Nella prima votazione Ratzinger ricevette 47 voti, Bergoglio 10 preferenze, Martini 9, Ruini 6, Sodano 4, Maradiaga con 3 e Tettamanzi con 2. Martini non partecipava alla “corsa”, e il suo nome era solo di bandiera per coagulare i consensi degli oppositori di Ratzinger.
E inferiori alle stime furono proprio le preferenze raccolte dal cardinal Martini.
La vera sorpresa del primo scrutinio fu invece il cardinal Jorge Mario Bergoglio. Quali erano le sue qualità? Gesuita come Martini, uomo di Dio, sicuro sul piano dottrinale, aperto su quello sociale, insofferente sul piano pastorale verso la rigidezza mostrata da Wojtyla sui temi d'etica sessuale.

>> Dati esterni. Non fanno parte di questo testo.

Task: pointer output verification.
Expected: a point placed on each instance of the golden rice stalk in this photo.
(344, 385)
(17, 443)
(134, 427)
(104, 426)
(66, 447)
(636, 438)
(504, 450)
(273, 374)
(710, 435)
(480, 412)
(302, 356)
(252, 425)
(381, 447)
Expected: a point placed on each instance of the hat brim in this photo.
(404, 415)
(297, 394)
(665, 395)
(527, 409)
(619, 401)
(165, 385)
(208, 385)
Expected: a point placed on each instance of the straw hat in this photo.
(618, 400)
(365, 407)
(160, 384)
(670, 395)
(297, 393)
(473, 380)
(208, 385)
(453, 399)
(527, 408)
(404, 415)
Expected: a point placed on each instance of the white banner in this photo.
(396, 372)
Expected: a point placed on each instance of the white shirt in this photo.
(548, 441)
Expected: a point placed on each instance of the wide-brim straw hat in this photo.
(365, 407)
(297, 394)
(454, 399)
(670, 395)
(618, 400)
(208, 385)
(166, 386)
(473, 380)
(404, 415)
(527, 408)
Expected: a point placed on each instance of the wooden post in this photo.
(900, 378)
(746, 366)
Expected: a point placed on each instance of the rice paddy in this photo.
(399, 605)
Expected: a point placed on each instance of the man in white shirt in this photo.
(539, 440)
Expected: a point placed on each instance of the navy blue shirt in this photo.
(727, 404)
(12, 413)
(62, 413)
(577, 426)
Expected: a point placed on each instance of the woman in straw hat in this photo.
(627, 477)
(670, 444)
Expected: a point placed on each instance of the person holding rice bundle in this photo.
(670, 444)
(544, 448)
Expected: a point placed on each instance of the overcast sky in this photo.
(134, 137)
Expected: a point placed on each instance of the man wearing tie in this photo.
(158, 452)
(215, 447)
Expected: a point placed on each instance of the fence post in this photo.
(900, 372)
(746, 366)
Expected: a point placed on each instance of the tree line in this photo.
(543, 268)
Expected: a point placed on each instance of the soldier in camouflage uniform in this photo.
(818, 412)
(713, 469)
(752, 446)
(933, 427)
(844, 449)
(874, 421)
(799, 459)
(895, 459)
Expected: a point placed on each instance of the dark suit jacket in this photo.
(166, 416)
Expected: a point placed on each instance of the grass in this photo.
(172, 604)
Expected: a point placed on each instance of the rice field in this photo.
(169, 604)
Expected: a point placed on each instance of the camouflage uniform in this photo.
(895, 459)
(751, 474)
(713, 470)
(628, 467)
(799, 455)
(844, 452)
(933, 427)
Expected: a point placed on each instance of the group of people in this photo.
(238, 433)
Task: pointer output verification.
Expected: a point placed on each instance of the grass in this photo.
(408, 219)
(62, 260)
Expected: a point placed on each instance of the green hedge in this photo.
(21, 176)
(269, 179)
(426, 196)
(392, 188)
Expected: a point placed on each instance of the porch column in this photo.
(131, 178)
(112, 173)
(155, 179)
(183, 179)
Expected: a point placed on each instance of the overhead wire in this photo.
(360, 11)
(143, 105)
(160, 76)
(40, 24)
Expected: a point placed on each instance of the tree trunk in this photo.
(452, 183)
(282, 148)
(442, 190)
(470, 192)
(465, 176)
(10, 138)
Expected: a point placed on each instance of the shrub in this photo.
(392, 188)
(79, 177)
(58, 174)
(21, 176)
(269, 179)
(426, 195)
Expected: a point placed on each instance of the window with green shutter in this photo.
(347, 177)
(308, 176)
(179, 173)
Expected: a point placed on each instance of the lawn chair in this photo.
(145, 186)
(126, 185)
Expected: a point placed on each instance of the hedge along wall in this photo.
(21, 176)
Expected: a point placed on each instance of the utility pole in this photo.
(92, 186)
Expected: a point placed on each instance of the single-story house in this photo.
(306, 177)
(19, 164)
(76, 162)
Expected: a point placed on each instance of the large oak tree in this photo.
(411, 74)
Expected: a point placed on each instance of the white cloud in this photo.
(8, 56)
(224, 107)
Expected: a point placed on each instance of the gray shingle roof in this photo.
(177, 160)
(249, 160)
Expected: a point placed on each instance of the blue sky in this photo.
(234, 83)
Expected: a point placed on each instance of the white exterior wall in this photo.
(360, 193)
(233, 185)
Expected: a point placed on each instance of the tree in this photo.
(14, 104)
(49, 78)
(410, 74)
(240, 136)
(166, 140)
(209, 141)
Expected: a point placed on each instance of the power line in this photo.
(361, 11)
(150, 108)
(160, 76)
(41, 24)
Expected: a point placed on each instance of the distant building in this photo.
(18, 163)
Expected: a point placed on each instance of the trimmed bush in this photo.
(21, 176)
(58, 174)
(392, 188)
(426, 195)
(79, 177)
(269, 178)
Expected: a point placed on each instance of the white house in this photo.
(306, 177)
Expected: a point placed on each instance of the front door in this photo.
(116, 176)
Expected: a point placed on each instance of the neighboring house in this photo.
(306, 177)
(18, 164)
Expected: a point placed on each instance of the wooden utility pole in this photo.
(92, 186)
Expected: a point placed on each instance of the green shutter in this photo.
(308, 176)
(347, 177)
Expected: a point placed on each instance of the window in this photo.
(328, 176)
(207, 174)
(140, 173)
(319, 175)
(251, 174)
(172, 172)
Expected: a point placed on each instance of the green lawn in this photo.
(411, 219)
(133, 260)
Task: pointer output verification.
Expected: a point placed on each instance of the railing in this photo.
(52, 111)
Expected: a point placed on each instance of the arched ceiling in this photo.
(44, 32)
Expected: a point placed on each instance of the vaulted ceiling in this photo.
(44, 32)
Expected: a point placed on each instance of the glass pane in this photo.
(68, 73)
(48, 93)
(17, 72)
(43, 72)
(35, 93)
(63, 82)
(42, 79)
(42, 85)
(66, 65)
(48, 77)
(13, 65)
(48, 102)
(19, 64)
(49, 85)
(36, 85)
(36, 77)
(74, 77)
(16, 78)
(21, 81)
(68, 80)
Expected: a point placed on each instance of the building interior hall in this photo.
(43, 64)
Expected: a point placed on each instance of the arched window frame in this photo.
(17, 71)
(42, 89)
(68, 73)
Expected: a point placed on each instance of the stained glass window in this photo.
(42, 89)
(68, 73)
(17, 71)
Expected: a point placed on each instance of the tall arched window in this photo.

In mancanza di un vero candidato di "sinistra", Bergoglio diventò l'uomo di riferimento per l'intero gruppo dei cardinali più riluttanti a votare il decano del sacro collegio.
Nella seconda votazione Ratzinger salì a 65, e Bergoglio calamitò anche i voti di Martini, e altri, giungendo a quota 35. Martini e Ruini si dissanguarono restando a zero voti, facendo votare rispettivamente Bergoglio e Ratzinger, Sodano totalizzò 4 voti, Tettamanzi 2. A Ratzinger mancavano 12 voti per raggiungere il quorum dei 77. A Bergoglio ne mancavano 4 per arrestare l'ascesa del competitor, con la fatidica soglia dei 40 voti.
I sostenitori di Ratzinger si concentrarono sul vasto blocco degli incerti: oltre una trentina le preferenze disperse. Gli amici del cardinale Ruini fecero sapere che i loro sei voti si sarebbero riversati sul cardinale decano. Sul fronte opposto, prevalse l'orientamento a fare blocco su Bergoglio. Anche i cardinali che avevano votato Martini si convinsero a puntare sull'arcivescovo di Buenos Aires. Sarebbe stato il primo papa latinoamericano della storia, e sicuramente almeno una parte dei 20 cardinali provenienti dall'America latina lo avrebbe sostenuto.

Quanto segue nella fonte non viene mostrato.